Background: long-term oxygen therapy is indicated in patients with severe COPD. No studies have been performed in the past 20-25 years to examine the results of early clinical trials. Further studies are necessary to understand the utility of oxygen therapy in severe COPD.

United States No locations recruiting
Other Countries No locations recruiting

Study Design

Observational model cohort
Time perspective prospective
Arm
COPD patients on necessity of long-term oxygen therapy
oxygen supplementation Patients with LTOT: survival
Patients treated by LTOT, with or without clinically fulfilled criteria for LTOT, with PaO2<55mmHg or less at rest or during sleeping or less during exercise, if supplemental oxygen is demonstrated to improve the exercise-associated hypoxia. Patients with PaO2 56-59mmHg if they also have dependent edema, pulmonary hypertension or hematocrit higher than 56%

Primary Outcomes

Measure
Survival in function of initial hypoxemia, body mass index and cardiovascular events
time frame: 3 years

Secondary Outcomes

Measure
Long-term oxygen therapy observance and duration
time frame: 3 years

Eligibility Criteria

Male or female participants from 40 years up to 75 years old.
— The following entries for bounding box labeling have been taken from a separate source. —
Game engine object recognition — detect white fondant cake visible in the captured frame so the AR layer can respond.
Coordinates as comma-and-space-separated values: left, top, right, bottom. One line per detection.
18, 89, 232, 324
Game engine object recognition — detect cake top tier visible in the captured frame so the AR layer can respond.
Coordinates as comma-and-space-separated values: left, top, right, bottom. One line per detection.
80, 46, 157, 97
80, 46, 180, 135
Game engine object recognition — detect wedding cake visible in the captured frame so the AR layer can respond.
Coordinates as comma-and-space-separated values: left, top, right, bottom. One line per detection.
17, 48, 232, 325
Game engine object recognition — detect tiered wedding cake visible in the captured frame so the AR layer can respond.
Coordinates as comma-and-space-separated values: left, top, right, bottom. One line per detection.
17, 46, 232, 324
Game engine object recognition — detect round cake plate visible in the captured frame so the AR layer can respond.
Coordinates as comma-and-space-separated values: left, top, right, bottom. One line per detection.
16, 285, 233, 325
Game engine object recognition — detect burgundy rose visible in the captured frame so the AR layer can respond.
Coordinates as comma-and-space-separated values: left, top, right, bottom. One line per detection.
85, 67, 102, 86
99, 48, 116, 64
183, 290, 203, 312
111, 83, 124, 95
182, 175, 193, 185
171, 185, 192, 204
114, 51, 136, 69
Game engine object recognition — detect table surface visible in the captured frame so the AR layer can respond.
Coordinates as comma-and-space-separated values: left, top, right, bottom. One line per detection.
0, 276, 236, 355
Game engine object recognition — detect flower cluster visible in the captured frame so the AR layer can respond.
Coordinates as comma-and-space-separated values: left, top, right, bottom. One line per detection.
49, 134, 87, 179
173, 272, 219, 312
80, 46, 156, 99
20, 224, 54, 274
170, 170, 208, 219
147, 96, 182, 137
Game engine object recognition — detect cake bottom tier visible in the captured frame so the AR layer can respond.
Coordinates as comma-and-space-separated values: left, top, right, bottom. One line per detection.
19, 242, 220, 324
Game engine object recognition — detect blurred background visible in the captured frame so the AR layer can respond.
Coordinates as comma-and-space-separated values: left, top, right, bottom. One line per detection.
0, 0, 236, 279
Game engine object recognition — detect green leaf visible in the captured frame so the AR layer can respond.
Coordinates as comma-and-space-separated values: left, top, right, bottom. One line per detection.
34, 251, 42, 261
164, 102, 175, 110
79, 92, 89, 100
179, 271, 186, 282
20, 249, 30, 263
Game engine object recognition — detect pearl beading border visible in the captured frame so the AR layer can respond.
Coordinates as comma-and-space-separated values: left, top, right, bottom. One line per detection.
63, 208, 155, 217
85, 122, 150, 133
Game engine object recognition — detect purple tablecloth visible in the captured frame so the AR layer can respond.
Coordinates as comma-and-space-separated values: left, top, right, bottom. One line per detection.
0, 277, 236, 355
Inclusion Criteria: - COPD patients on necessity of long-term oxygen therapy - Patients treated by LTOT, with or without clinically fulfilled criteria for LTOT, with PaO2<55mmHg or less at rest or during sleeping or less during exercise, if supplemental oxygen is demonstrated to improve the exercise-associated hypoxia. Patients with PaO2 56-59mmHg if they also have dependent edema, pulmonary hypertension or hematocrit higher than 56% - Patient clinically stable - Patient with oxygen device of ANTADIR network - Oral and written consent Exclusion Criteria: - Patient with obstructive sleep apnea or overlap syndrome - Patient with non invasive ventilation - Patient with evolutive cancer. - Inability to complete questionnaires - Inability to attend outpatient clinic

Additional Information

Official title Long-term Oxygen Treatment (LTOT) in Chronic Obstructive Pulmonary Disease: Factors Influencing Survival: Survival Factors in COPD Treated by Long-term Oxygen Therapy
Principal investigator MELLONI Boris, Pr
Description long-term oxygen therapy prolongs life in patients with severe COPD and severe resting hypoxemia. The objective of this study is to measure the survival in relation to the level of initial resting hypoxemia, serious co-morbidities, and nutritional status in COPD patients treated by long-term oxygen therapy. After enrollment at the beginning of oxygen therapy, following data will be collected during 3 years. Lung function, blood gas analysis, exercise capacity measured by the 6-Min Walk Distance test (6-MWD), dyspnea scale, BODE index, quality of life, indirect and direct costs will be analyzed every year.
Trial information was received from ClinicalTrials.gov and was last updated in June 2015.
Information provided to ClinicalTrials.gov by Association Nationale pour le Traitement à Domicile de l'Insuffisance Respiratoire.